Gut getarnt ist halb gewonnen
Warum Trypanosomen nach dem Stich im Blut überleben können und nicht von Antikörpern attackiert werden, war lange Zeit unklar. Jetzt ist dieser Prozess größtenteils entschlüsselt. „Gegen die Schlafkrankheit erlangen die Menschen keine Immunität, weil die Immunreaktionen nicht greifen und auch kein Immungedächtnis entstehen kann“, betont Michael Duszenko. Trypanosomen haben an der Oberfläche zwar zahlreiche theoretisch gut erkennbare Glykoproteine. Diese verändert der Einzeller aber ständig: Mehrere Forschergruppen fanden im Erbgut des Blutparasiten über 1000 verschiedene Gene, die er wahlweise an- oder abschalten kann. Damit stellt Trypanosoma sicher, dass ein gewisser Teil der Population im Wirt überlebt und sich bei der Vermehrung erneut verwandelt: Im Blut wächst die Zahl der Trypanosomen zunächst an, sinkt und steigt dann erneut. Duszenko: „Die Zyklen kommen dadurch zustande, dass das menschliche Immunsystem Antikörper gegen das Oberflächenprotein bildet, so dass die Parasiten größtenteils zu Grunde gehen.“ Dennoch überleben einzelne Vertreter, indem sie neue Antigene herstellen, gegen die das menschliche Immunsystem nicht ankommt. Unbehandelt wiederholen sich die Schwankungen bis zum Tode der Patienten.

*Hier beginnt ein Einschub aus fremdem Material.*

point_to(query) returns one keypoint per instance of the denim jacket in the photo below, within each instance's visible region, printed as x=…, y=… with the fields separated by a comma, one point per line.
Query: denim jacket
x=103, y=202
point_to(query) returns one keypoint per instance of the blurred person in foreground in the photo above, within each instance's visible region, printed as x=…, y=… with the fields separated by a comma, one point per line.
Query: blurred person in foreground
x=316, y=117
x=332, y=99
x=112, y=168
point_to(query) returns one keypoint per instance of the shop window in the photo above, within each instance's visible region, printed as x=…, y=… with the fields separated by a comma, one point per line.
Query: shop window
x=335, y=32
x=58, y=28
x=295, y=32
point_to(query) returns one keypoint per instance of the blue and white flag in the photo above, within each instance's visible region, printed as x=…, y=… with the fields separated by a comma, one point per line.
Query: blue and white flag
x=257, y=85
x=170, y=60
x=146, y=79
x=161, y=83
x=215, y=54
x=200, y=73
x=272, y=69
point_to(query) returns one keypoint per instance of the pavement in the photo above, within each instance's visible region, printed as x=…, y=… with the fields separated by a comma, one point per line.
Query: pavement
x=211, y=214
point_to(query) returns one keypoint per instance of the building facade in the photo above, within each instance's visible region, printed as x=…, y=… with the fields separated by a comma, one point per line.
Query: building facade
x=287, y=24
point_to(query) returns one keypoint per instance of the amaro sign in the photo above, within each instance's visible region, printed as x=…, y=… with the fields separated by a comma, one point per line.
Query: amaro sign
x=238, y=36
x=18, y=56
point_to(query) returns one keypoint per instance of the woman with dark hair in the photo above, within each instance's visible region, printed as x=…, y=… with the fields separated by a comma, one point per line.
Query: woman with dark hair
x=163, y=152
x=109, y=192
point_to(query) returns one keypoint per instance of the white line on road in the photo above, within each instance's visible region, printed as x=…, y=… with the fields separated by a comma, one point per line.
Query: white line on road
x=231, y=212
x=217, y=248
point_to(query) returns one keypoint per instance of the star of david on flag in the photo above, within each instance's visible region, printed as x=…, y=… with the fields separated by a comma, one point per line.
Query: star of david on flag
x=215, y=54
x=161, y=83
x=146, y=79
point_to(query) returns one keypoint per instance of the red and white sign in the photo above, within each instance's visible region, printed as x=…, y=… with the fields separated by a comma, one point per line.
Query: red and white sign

Professor Dr. Markus Engstler vom Max Planck-Institut für Dynamik und Selbstorganisation in Göttingen fand zusammen mit Kollegen der TU Darmstadt einen weiteren Erklärungsansatz: Die Blutparasiten schwimmen ständig nach vorne und erzeugen so eine unter zellulären Maßstäben starke Strömung. Binden Antikörper des Immunsystems, driften diese zum hinteren Ende des Einzellers ab. Dort können sie rasch aufgenommen und inaktiviert werden. Brachten die Forscher genetisch veränderte Trypanosoma dazu, den Rückwärtsgang einzulegen, gab es für sie kein Entkommen mehr – Antikörper, die einmal gebunden hatten, konnten ihr zerstörerisches Werk vollbringen.
Mücke 2.0
Um die Gesamtpopulation an Tsetse-Fliegen zu verringern, verfolgt der österreichische Evolutionsbiologe Professor Dr. Helmut Kratochvil eine spezielle Strategie: Durch radioaktive Strahlung erzeugt er unfruchtbare Männchen. Mit einem eigens entwickelten akustischen Testverfahren bestimmt Kratochvil dann die Rufaktivität – nur besonders agile Individuen sollen schließlich die lange Reise in verschiedene Regionen Afrikas antreten. Bleibt der saugende Nachwuchs aus, verringert sich auch die Trypanosomen-Plage. Um jedoch eine Million Weibchen auszubremsen, braucht er rund neun Millionen steriler Männchen – ein immenses Unterfangen.
Wache Forschung
Dennoch sind neue Arzneimittel gefragt. Forscher der University of Dundee, Großbritannien, entdeckten eine vielversprechende Achillesferse in Trypanosoma brucei. Sie hemmten das Parasiten-Enzym N-Myristoyltransferase mit einem speziellen Pyrazolsulfonamid. Bei Mäusen funktionierte die Behandlung zuverlässig, und das ohne große Nebenwirkungen. Auch rechnen die Autoren im Falle einer möglichen Zulassung mit einem preiswerten Arzneimittel, das oral einzunehmen wäre – zwei große Vorteile für die künftige Anwendung. Auf einen anderen Stoffwechselschritt haben es Wissenschaftler aus Italien, Deutschland und Belgien abgesehen. Sie entwickelten am Computer chemische Strukturen, die sowohl die Dihydrofolatreduktase als auch die Pteridinreduktase kalt stellen, zwei wichtige Enzyme in Trypanosomen. Nach der Theorie folgte dann die Praxis: Im Labor wurden 18 mögliche Molekül-Kandidaten getestet. Ein alt bekannter Vertreter war der Favorit: Riluzol, ein Benzothiazol, das bereits zur Behandlung der Amyotrophen Lateralsklerose eingesetzt wird.
Hingegen steht bei Forschungsarbeiten an der Ruhr-Universität Bochum die Unterbrechung der Energieversorgung hoch im Kurs. Ein potenzieller Arzneistoff-Kandidat soll dabei lediglich Glycosomen, also spezielle zelluläre Minikraftwerke, in den Blutparasiten blockieren.